Multithreaded Programming Guide

Timers, Alarms, and Profiling

The "End of Life" announcements for per-LWP timers (see timer_create(3R)) and per-thread alarms (see alarm(2) or setitimer(2)) were made in the Solaris 2.5 release. Both features are now supplemented with the per-process variants described in this section.

Originally, each LWP had a unique Realtime interval timer and alarm that a thread bound to the LWP could use. The timer or alarm delivered one signal to the thread when the timer or alarm expired.

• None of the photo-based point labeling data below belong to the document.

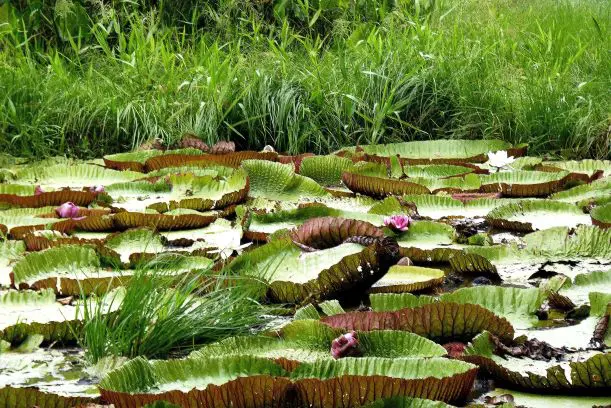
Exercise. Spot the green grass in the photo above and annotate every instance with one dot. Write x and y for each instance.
(160, 314)
(535, 72)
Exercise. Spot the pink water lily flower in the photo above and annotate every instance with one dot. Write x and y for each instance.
(345, 345)
(67, 210)
(398, 223)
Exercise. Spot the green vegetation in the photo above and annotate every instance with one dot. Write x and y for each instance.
(88, 78)
(160, 313)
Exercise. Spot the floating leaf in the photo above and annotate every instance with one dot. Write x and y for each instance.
(327, 232)
(523, 183)
(441, 321)
(531, 215)
(601, 216)
(408, 279)
(591, 375)
(326, 170)
(276, 181)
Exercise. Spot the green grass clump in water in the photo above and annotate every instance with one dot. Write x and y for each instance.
(306, 79)
(161, 314)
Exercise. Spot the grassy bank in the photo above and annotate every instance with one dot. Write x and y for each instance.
(305, 79)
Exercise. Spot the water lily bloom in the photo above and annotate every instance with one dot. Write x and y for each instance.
(67, 210)
(398, 223)
(499, 160)
(345, 345)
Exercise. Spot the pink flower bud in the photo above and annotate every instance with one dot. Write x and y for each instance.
(398, 223)
(345, 345)
(67, 210)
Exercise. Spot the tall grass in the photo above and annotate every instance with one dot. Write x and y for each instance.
(313, 79)
(159, 314)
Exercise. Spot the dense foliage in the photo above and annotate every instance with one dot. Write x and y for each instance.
(87, 78)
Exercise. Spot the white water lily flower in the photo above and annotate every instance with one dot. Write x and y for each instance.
(499, 159)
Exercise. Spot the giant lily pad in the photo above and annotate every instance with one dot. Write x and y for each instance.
(440, 321)
(352, 382)
(381, 187)
(517, 305)
(26, 313)
(327, 232)
(427, 234)
(534, 215)
(310, 340)
(51, 198)
(443, 206)
(326, 170)
(135, 160)
(261, 225)
(590, 376)
(278, 181)
(232, 381)
(601, 216)
(586, 167)
(204, 192)
(521, 183)
(295, 276)
(596, 189)
(408, 279)
(439, 151)
(233, 159)
(74, 176)
(10, 252)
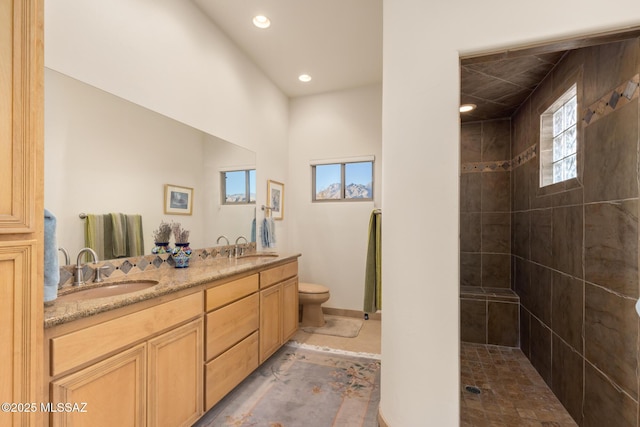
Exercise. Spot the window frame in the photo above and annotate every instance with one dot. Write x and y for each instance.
(247, 182)
(545, 138)
(342, 164)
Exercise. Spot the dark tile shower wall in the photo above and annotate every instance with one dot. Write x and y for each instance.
(489, 315)
(575, 250)
(485, 204)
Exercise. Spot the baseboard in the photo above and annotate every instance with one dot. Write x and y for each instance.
(358, 314)
(381, 421)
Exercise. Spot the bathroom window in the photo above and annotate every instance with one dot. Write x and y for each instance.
(559, 140)
(342, 181)
(238, 187)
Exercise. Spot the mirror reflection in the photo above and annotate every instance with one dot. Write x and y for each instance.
(104, 154)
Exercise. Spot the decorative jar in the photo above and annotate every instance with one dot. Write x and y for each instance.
(181, 254)
(161, 248)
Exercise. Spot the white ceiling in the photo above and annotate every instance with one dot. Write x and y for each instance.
(337, 42)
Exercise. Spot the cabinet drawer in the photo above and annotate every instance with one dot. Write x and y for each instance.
(229, 292)
(229, 369)
(84, 345)
(228, 325)
(278, 274)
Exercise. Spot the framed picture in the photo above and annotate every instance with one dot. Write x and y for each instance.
(178, 200)
(275, 198)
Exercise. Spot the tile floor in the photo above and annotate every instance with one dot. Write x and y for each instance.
(367, 341)
(512, 392)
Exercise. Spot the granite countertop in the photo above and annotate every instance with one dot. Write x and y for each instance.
(169, 281)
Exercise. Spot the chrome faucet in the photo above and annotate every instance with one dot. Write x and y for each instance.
(240, 250)
(79, 280)
(67, 260)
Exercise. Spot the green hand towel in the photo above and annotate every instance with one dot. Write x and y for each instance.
(373, 268)
(119, 236)
(134, 235)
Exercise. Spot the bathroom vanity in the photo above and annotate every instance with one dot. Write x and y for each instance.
(166, 354)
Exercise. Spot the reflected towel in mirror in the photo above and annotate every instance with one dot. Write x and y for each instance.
(51, 264)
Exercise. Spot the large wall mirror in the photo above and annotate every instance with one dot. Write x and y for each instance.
(104, 154)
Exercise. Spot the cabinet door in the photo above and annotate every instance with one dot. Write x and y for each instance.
(228, 325)
(21, 209)
(114, 391)
(289, 308)
(229, 369)
(270, 321)
(175, 376)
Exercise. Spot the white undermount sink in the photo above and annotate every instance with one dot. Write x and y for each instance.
(109, 290)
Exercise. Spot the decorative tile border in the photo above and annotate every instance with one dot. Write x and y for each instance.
(613, 100)
(122, 267)
(524, 157)
(500, 165)
(497, 166)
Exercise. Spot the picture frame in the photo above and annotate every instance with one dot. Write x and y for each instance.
(178, 200)
(275, 199)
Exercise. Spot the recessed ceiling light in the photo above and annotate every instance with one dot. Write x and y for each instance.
(465, 108)
(261, 21)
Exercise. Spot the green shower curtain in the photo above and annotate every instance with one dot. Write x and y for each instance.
(373, 273)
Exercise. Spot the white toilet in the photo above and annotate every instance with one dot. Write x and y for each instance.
(311, 297)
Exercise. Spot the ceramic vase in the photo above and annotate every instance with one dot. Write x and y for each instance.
(161, 248)
(181, 254)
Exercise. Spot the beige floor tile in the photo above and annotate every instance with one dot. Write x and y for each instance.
(367, 341)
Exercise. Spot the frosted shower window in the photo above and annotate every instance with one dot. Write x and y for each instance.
(558, 140)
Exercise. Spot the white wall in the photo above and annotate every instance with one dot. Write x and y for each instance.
(168, 57)
(332, 237)
(422, 42)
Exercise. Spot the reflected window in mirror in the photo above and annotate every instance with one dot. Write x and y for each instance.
(238, 187)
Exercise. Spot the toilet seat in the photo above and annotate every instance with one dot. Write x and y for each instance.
(312, 288)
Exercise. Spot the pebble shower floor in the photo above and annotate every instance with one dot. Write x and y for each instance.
(511, 394)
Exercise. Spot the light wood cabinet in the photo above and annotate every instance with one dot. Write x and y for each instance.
(143, 368)
(278, 307)
(166, 362)
(289, 309)
(174, 376)
(231, 336)
(114, 392)
(270, 321)
(228, 370)
(21, 207)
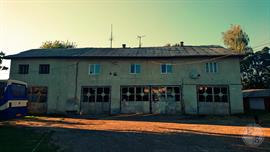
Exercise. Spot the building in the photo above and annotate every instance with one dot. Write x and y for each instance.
(165, 80)
(256, 99)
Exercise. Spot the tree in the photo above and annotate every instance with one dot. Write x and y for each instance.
(236, 39)
(255, 70)
(57, 44)
(2, 54)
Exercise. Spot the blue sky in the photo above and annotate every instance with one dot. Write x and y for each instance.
(25, 24)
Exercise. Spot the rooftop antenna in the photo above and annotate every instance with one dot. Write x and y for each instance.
(140, 40)
(111, 38)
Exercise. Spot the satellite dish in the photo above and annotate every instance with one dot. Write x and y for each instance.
(194, 74)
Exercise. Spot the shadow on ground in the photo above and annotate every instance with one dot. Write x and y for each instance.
(76, 140)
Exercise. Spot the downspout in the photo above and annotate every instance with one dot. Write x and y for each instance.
(182, 99)
(76, 86)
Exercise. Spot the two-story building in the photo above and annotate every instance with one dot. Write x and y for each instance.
(165, 80)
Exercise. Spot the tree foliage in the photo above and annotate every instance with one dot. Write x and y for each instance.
(236, 39)
(255, 70)
(2, 54)
(57, 44)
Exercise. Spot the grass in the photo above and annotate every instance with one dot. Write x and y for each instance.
(14, 139)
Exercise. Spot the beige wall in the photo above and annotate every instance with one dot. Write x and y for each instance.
(61, 80)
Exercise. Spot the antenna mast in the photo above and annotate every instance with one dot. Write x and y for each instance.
(140, 40)
(111, 38)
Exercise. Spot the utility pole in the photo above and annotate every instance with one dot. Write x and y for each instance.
(111, 38)
(140, 40)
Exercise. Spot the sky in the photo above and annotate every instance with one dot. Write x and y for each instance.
(25, 24)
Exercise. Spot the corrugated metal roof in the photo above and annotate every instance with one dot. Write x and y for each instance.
(185, 51)
(256, 93)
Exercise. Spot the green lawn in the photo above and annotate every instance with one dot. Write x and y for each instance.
(21, 139)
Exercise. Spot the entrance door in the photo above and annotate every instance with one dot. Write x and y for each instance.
(37, 97)
(96, 100)
(213, 100)
(165, 99)
(135, 99)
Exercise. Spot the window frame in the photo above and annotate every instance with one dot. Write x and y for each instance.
(23, 69)
(136, 67)
(177, 96)
(213, 94)
(96, 94)
(166, 68)
(41, 69)
(95, 65)
(211, 67)
(42, 94)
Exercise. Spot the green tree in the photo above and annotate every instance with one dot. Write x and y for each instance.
(236, 39)
(255, 70)
(57, 44)
(2, 54)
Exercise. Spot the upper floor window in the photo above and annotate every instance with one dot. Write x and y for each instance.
(213, 93)
(135, 68)
(44, 69)
(96, 94)
(37, 94)
(23, 68)
(94, 69)
(166, 68)
(211, 67)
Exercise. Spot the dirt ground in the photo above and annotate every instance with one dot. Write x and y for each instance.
(147, 133)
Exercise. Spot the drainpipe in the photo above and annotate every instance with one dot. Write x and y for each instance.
(182, 99)
(76, 85)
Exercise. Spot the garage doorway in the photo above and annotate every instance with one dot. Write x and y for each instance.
(151, 99)
(95, 99)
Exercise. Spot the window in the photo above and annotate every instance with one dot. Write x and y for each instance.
(145, 93)
(37, 94)
(2, 89)
(18, 90)
(135, 93)
(44, 69)
(135, 68)
(166, 68)
(165, 93)
(23, 68)
(211, 67)
(96, 94)
(94, 69)
(213, 94)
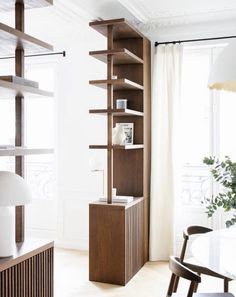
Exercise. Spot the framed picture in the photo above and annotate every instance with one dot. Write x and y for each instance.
(129, 132)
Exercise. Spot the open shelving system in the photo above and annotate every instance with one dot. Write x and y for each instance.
(29, 272)
(118, 233)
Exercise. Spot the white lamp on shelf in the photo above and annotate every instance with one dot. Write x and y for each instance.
(223, 73)
(14, 191)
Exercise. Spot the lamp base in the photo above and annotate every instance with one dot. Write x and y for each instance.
(7, 231)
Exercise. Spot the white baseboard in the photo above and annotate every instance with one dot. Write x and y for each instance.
(41, 233)
(81, 244)
(66, 243)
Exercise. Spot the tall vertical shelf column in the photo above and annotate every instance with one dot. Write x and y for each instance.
(118, 233)
(19, 119)
(29, 272)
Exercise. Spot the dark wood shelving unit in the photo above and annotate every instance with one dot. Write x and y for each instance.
(30, 271)
(9, 5)
(10, 90)
(117, 112)
(121, 29)
(118, 233)
(21, 151)
(11, 38)
(117, 147)
(120, 56)
(118, 84)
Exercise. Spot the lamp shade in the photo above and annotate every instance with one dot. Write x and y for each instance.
(223, 73)
(14, 190)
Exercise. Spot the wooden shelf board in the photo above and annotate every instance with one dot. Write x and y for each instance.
(120, 56)
(118, 147)
(10, 90)
(9, 5)
(24, 250)
(121, 29)
(118, 205)
(118, 84)
(117, 112)
(21, 151)
(11, 38)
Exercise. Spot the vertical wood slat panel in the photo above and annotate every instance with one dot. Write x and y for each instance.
(30, 278)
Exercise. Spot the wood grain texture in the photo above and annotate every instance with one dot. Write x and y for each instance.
(21, 151)
(131, 167)
(117, 112)
(19, 120)
(29, 272)
(9, 90)
(120, 56)
(118, 147)
(118, 84)
(146, 140)
(121, 229)
(12, 38)
(9, 5)
(122, 29)
(109, 116)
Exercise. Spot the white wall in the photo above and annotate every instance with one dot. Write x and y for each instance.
(65, 218)
(77, 185)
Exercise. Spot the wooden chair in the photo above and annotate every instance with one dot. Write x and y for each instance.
(191, 263)
(180, 270)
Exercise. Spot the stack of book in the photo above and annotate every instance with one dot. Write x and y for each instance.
(118, 199)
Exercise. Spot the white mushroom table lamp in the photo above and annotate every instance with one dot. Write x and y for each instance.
(14, 191)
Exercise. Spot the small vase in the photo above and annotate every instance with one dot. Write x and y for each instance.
(118, 135)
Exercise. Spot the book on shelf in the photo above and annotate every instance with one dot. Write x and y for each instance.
(9, 146)
(118, 199)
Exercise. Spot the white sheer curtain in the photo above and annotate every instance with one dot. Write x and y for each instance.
(165, 141)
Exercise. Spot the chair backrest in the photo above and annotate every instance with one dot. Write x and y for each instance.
(188, 231)
(179, 270)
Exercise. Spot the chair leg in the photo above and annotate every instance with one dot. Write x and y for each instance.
(196, 285)
(175, 287)
(226, 285)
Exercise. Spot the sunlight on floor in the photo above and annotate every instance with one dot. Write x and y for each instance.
(71, 279)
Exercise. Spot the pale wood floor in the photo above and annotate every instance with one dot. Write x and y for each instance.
(71, 279)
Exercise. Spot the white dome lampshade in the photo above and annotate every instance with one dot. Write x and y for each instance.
(223, 73)
(14, 191)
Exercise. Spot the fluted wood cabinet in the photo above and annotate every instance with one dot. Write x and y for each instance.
(29, 272)
(118, 239)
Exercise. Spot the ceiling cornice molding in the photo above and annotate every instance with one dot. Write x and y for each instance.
(70, 13)
(135, 10)
(149, 20)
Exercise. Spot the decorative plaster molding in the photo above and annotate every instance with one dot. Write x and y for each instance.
(148, 20)
(71, 13)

Each LWP also had a virtual time or profile interval timer that a thread bound to the LWP could use. When the interval timer expired, either SIGVTALRM or SIGPROF, as appropriate, was sent to the LWP that owned the interval timer.

Per-LWP POSIX Timers

In the Solaris 2.3 and 2.4 releases, the timer_create(3R) function returned a timer object whose timer ID was meaningful only within the calling LWP and whose expiration signals were delivered to that LWP. Because of this, the only threads that could use the POSIX timer facility were bound threads.

Even with this restricted use, POSIX timers in Solaris 2.3 and 2.4 multithreaded applications were unreliable about masking the resulting signals and delivering the associated value from the sigvent structure.

With the Solaris 2.5 release, an application that is compiled defining the macro _POSIX_PER_PROCESS_TIMERS, or with a value greater that 199506L for the symbol _POSIX_C_SOURCE, can create per-process timers.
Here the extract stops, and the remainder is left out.